Tarqui is a rural parish (parroquia) in Cuenca Canton, Azuay, Ecuador. Cuenca, officially known as Santa Ana de los Cuatro Ríos de Cuenca, is the capital of the Azuay province located in southern Ecuador. It is made up of 15 urban parishes and 22 rural parishes, including Tarqui. The parish is divided into 26 communities as follows.

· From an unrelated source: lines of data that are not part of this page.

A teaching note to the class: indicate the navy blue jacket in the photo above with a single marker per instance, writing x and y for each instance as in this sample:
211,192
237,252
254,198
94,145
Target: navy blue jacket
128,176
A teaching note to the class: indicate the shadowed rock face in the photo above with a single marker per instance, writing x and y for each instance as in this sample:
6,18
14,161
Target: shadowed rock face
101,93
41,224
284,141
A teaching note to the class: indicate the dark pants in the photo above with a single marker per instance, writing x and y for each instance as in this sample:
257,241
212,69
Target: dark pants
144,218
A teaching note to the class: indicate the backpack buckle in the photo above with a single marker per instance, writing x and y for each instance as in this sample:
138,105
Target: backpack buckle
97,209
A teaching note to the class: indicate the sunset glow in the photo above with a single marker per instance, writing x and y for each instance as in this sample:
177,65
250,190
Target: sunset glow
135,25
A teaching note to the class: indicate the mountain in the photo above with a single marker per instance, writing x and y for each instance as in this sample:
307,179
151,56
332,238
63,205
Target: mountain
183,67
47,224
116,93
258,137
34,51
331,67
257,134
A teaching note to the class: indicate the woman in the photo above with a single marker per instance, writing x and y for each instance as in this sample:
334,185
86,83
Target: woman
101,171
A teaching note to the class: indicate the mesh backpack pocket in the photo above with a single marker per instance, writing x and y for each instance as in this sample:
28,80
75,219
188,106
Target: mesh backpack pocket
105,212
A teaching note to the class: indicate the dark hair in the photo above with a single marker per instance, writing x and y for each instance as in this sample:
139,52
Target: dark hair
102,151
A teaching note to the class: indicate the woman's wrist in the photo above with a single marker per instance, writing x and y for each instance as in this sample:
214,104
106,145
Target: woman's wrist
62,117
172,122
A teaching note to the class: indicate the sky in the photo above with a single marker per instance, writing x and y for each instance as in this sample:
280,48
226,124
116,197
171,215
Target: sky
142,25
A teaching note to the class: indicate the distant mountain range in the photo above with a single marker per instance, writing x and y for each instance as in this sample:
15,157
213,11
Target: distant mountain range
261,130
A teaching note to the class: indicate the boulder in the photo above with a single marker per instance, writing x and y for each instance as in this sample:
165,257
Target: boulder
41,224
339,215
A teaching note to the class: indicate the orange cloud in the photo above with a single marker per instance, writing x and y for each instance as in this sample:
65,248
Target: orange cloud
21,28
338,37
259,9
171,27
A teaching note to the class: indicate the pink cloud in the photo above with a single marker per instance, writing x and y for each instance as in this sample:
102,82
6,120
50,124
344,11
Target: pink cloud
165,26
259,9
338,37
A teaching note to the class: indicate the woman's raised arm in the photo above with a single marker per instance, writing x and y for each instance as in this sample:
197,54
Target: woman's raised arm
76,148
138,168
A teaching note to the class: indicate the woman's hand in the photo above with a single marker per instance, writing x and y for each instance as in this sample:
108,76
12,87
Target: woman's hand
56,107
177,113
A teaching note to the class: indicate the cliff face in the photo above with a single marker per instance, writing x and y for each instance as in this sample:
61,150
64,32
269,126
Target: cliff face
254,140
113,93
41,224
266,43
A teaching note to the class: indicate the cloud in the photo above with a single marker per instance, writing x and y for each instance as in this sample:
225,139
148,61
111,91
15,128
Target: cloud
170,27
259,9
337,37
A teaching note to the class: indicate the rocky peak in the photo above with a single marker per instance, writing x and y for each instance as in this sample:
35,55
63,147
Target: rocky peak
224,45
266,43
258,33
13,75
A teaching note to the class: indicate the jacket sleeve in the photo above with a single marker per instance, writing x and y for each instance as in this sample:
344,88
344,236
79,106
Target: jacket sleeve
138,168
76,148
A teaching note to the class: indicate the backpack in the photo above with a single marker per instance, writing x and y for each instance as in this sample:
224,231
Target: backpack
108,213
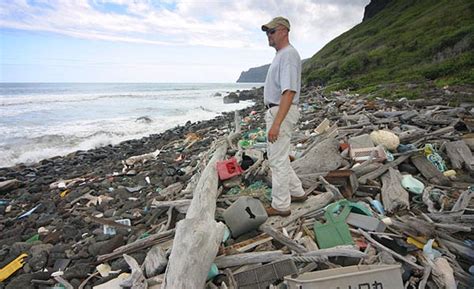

It encompasses the communities of Atucloma, Santa Lucrecia, Tañiloma, Acchayacu, Bellavista, Las Américas - Estación, Gullanzhapa, Morascalle, Tutupali Chico, Tutupali Grande, Manzanapamba, El Verde, Chaullayacu, Santa Rosa, Chilcatotora, Parcoloma, San Pedro de Yunga, Chilcachapar, Cotapamba, Francesurco, San Francisco de Totorillas, Rosa de Oro, Santa Teresa, and Gulagpugro.

COMMUNITIES OF THE TARQUI PARISH
| Acchayacu | Cumbe Station | San Pedro de Yunga |
| Atucloma | Frances Urco | Saint Lucretia |
| Bellavista | Gulagpugro | Santa Rosa |
| Parish Center | Gullanzhapa | Saint Therese |
| Chaullayacu | Manzanapamba | Tañiloma |
| Chilca Totora | Morascalle | Tutupali Chico |
| Chilcachapar | Parcoloma | Large Tutupali |
| Cotapamba | Rose Gold | Zhucay |
| The Green | San Francisco de Totorillas |  |

== Data ==
Coordinates: 3°00′49″S 79°02′04″W; Official Language: Spanish; Entity: Parish of Ecuador; Province: Azuay; Canton: Cuenca; President of the Parish Government: Galo Zhagüi; Subdivisions: 26 communities; Foundation and Parishization: October 18, 1915 (108 years old); Area: 135 km²; Average Altitude: 2628 m above. n. m.; Climate: Average annual temperatures of 12 °C to 20 °C; Watercourse: Tarqui River; Population (2010): 12,490 inhabitants, Density: 92.52 inhabitants/km²; Time Zone: ECT (UTC-5); Postal Code EC010168.

== History ==
The parish of Tarqui has a long history, dating back to the time of integration with the Cañari culture until the Republic, and later becoming a civil and ecclesiastical parish. Regarding ancient settlements, the Tarqui areas were occupied by the Great Cañarí Confederation, since there are ceramic remains that prove it. Later, its history also highlights the fact of the invasion of the Incas, who made their settlements in this sector, resulting in an important step to the Inca Trail. Furthermore, during the colonial era, the Spaniards and indigenous people who populated the city of Cuenca dedicated themselves to agriculture and livestock, so they chose to settle in more open places, but close to the city, so little by little They briefly occupied the territory known as Tarqui, previously under the name of Tarqui Valley.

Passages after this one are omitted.